Institute for Functional Biomolecules, School of Chemistry and Chemical Engineering, Qilu University of Technology (Shandong Academy of Sciences), Jinan, 250353, PR China.
Textile Industrial Products Testing Center of Nanjing Customs District, Wuxi, 214101, PR China.
Anal Chim Acta. 2024 May 8;1302:342502. doi: 10.1016/j.aca.2024.342502. Epub 2024 Mar 19.
Cancer is a highly fatal disease which is close relative of miRNA aberrant expression and apoptosis disorders. Elucidation of the therapeutic efficacy through investigating the changes in miRNA and apoptosis holds immense importance in advancing the development of miRNA-based precision therapy. However, it remains a challenge as how to visually evaluate the efficacy during protocol optimization of miRNA-based anticancer drugs at the cellular level. Therefore, exploring effective and noninvasive methods for real-time monitoring of therapeutic efficacy in living cells is of great significance.

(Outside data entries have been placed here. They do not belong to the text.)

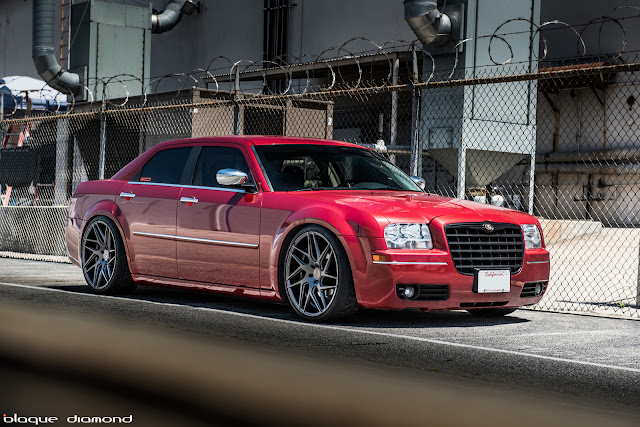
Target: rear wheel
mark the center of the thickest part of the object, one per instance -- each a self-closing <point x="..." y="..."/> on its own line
<point x="317" y="276"/>
<point x="491" y="312"/>
<point x="104" y="261"/>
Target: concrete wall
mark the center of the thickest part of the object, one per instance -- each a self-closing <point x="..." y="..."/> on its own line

Herein, we reported a novel fluorescent nanoprobe COF-H1/H2-Peptide for visually evaluating drug efficacy in living cells through amplified imaging of low-abundant miRNA-221 with catalytic hairpin assembly (CHA) circle amplification, as well as simultaneous caspase-3 imaging. With strong stability and good biocompatibility, this newly fabricated amplified nanoprobe showed high sensitivity and specificity for the detection of miRNA-221 and caspase-3, and the limit of detection (LOD) of miRNA-221 was as low as 2.79 pM. The fluorescent imaging results showed that this amplified nanoprobe could not only detect caspase-3 in living cells, but also effectively detect low levels of miRNA-221 with increasing anticancer drug concentration and treatment time. The smart nanoprobe had effective performance for optimizing miRNA-based drug treatment schedules by dual-color fluorescence imaging.
This nanoprobe combined CHA amplified detection of intracellular miRNA-221 and synchronous apoptosis imaging, with excellent sensitivity for the detection of cellular low-level miRNA, enabling the realization of real-time assessment of the efficacy of miRNA-based therapy in living cells. This work presents a promising approach for revealing the regulatory mechanisms between miRNAs and apoptosis in cancer occurrence, development, and treatment.
癌症是一种高致命性疾病,与 miRNA 异常表达和细胞凋亡紊乱密切相关。阐明 miRNA 变化与细胞凋亡对治疗效果的影响,对于推进 miRNA 为基础的精准治疗发展具有重要意义。然而,如何在 miRNA 抗癌药物的方案优化过程中,在细胞水平上直观评估疗效,仍然是一个挑战。因此,探索有效的、非侵入性的方法,实时监测活细胞中的治疗效果具有重要意义。
本文报道了一种新型荧光纳米探针 COF-H1/H2-Peptide,通过催化发夹组装(CHA)循环扩增放大低丰度 miRNA-221 的成像,以及同时进行 caspase-3 成像,可用于直观评估活细胞中的药物疗效。该新构建的放大纳米探针具有强稳定性和良好的生物相容性,对 miRNA-221 和 caspase-3 的检测具有高灵敏度和特异性,miRNA-221 的检测限(LOD)低至 2.79 pM。荧光成像结果表明,该放大纳米探针不仅可以检测活细胞中的 caspase-3,而且可以随着抗癌药物浓度和治疗时间的增加,有效地检测低水平的 miRNA-221。该智能纳米探针通过双色荧光成像,对 miRNA 为基础的药物治疗方案的优化具有有效性能。
该纳米探针结合了细胞内 miRNA-221 的 CHA 放大检测和同步细胞凋亡成像,对细胞内低水平 miRNA 的检测具有优异的灵敏度,实现了实时评估 miRNA 为基础的治疗在活细胞中的疗效。这项工作为揭示 miRNA 与细胞凋亡在癌症发生、发展和治疗中的调控机制提供了一种有前景的方法。